Introduction

Completed

Many organizations today work with big data. The huge volume and variety of data and the speed of data generation necessitates having systems that help you manage and control it. In the past, organizations used relational database-management systems to control data. However, organizations now want the functionality of open-source software combined with the benefits of hosted platforms. Azure HDInsight is the perfect example of this partnership. HDInsight allows you to process big data in many scenarios using historical or real-time data.

The following graphic depicts an overview of how you might use HDInsight. It depicts several data sources, including Internet of Things (IoT) sensors, databases, and several Azure datastores. HDInsight processes data from these locations. It then makes it available in long-term storage for real-time apps and additional analysis.

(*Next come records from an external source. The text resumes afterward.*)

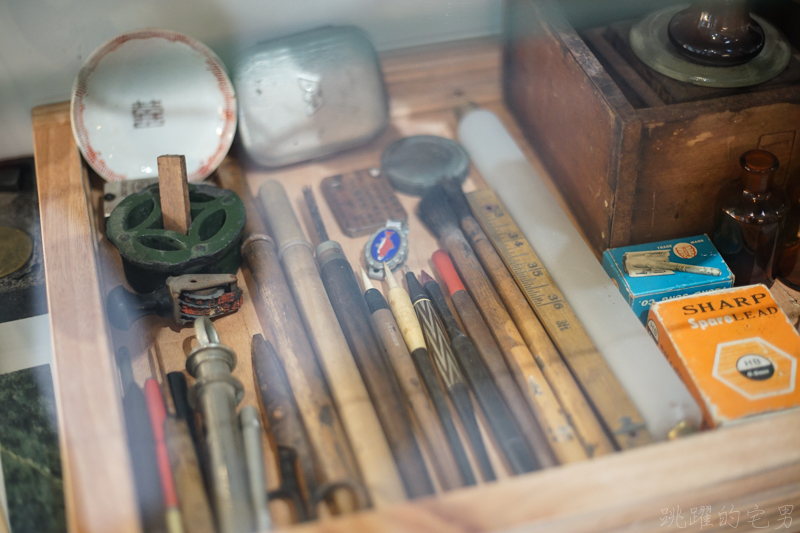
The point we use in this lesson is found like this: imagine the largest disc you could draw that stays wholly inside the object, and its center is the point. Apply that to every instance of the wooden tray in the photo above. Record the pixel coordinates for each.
(754, 463)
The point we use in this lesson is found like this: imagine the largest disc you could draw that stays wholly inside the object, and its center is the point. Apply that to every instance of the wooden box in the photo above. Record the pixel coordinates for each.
(754, 463)
(637, 156)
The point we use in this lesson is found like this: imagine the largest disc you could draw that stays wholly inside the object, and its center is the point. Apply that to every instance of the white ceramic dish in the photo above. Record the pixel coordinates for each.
(148, 93)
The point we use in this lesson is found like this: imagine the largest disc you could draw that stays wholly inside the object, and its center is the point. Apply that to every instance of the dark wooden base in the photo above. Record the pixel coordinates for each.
(639, 157)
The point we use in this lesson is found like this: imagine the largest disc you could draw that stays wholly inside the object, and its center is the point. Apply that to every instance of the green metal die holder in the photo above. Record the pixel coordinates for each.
(151, 254)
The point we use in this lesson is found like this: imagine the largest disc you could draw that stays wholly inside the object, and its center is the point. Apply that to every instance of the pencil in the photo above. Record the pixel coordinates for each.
(449, 371)
(497, 414)
(432, 432)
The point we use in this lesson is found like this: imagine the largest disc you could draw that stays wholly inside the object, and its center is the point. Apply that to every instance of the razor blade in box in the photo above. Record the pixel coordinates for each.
(660, 271)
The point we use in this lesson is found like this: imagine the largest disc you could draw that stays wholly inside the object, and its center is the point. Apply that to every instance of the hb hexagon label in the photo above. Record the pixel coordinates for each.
(754, 368)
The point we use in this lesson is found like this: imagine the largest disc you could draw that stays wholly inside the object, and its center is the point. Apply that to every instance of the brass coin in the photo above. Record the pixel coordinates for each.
(15, 249)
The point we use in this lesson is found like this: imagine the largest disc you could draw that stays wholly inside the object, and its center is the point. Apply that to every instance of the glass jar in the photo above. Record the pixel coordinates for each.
(749, 219)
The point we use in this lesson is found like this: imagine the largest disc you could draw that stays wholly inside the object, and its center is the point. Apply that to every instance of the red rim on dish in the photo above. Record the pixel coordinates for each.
(197, 170)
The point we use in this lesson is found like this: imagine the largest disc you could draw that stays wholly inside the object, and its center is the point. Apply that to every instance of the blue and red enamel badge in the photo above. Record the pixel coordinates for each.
(387, 245)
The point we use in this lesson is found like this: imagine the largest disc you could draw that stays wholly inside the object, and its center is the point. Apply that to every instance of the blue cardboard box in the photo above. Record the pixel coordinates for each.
(649, 273)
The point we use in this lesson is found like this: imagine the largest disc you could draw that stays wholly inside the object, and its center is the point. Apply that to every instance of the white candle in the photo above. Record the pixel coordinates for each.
(643, 371)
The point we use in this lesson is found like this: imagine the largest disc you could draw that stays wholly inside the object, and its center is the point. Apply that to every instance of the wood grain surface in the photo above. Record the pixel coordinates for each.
(98, 483)
(173, 192)
(621, 492)
(754, 463)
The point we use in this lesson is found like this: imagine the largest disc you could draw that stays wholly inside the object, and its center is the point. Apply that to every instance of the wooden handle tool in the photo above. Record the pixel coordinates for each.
(179, 390)
(448, 369)
(480, 334)
(173, 187)
(499, 417)
(192, 498)
(407, 321)
(142, 447)
(555, 371)
(354, 318)
(158, 414)
(435, 212)
(449, 372)
(323, 448)
(360, 420)
(434, 436)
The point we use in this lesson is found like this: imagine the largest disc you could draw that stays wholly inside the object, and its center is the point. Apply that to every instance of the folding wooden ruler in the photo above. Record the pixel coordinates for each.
(576, 347)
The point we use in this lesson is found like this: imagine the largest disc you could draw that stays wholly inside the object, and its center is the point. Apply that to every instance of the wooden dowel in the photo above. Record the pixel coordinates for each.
(569, 394)
(354, 318)
(361, 423)
(192, 497)
(449, 372)
(407, 321)
(530, 380)
(436, 213)
(480, 334)
(173, 191)
(433, 435)
(332, 459)
(285, 421)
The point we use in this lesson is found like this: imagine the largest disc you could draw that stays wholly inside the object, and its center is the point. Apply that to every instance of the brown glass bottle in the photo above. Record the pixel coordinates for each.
(787, 267)
(750, 218)
(717, 33)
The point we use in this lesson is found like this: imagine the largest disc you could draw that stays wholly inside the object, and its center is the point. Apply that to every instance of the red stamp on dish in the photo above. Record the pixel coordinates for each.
(684, 250)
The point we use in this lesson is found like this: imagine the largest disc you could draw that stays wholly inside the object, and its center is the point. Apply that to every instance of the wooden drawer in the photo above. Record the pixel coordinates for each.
(754, 463)
(636, 164)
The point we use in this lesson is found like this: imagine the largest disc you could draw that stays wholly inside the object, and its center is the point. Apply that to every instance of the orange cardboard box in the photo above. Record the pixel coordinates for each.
(734, 348)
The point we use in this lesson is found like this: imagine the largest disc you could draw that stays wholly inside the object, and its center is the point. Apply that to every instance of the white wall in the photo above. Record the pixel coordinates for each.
(44, 42)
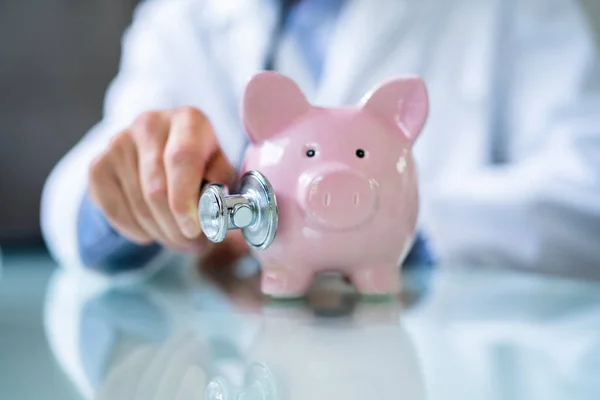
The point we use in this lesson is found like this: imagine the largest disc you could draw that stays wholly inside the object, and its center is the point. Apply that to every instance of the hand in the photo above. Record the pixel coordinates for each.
(147, 182)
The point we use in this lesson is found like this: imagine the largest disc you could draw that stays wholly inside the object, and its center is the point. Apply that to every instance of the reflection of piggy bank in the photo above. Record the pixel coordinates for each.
(365, 354)
(344, 179)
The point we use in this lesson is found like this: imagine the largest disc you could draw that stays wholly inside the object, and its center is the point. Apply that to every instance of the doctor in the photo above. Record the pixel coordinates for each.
(509, 163)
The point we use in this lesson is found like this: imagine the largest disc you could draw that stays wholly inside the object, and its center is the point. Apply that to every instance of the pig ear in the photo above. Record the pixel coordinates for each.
(270, 103)
(403, 103)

Diagram of the architecture of HDInsight in a typical organization, depicting several data sources from which it manages big data.

Example scenario

Let's imagine you work for an organization that builds workloads that ingest data for historical reporting and advanced analytics. Perhaps you also have streaming data that requires analysis. In this situation, you might want to consider using HDInsight. It enables ingestion of all data into a single Data Lake location. You can then use it to manage the following workloads:

  • Batch processing
  • Data warehousing
  • Data-science operations
  • Streaming

What will we be doing?

By the end of this module, you'll be able to evaluate whether HDInsight can help your organization process big data. You'll also be able to describe how HDInsight uses popular open-source frameworks that support many data scenarios.

What is the main goal?

The main goal is to determine whether HDInsight is a suitable choice for your big-data processing requirements.